Experts on academic freedom were divided on the validity of the student complaints against the Middle East department, but agreed that the temperature is likely to keep rising at Columbia, and that other universities around the country are watching for the outcome.
"What's happening at Columbia reflects issues that a number of campuses have seen unfold in their precincts," says Jonathan Knight, director of the department of academic freedom at the American Association of University Professors. "There have been calls, sometimes strident, for faculty members to be called on the carpet, if not worse, because of the substance of what they teach in their courses on the Middle East."
At Columbia, the debate may well intensify in coming weeks, says David French, president of the Foundation of Individual Rights in Education in Philadelphia. The committee's report will be "fuel to the fire," he adds, because it satisfied neither the faculty nor the pro-Israel students who felt discriminated against.

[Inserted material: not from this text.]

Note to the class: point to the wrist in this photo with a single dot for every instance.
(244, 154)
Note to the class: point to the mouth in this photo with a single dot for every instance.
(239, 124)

One of the unappeased parties is the Columbians for Academic Freedom, a newly formed group whose members include students whose complaints led to the creation of the committee.
Sophomore Bari Weiss, one of the group's founders, expressed her dissatisfaction with the committee's work, saying students had reported many other incidents of harassment that were not discussed in the final document. She says students are being bullied because of their belief in the state of Israel's right to exist.
"The high idea," she says, "is to make the university a place where dissent is appropriate, no matter who the dissenter is. For a lot of other people, academic freedom is only invoked to protect those whose political opinions they agree with."
It's a goal Columbia professors might well insist is identical with their own.
At least the two sides are talking, says Columbia spokesperson Susan Brown.
"The report was designed to be a catalyst for discussion," she says. "That discussion is going on now, and that's a good thing."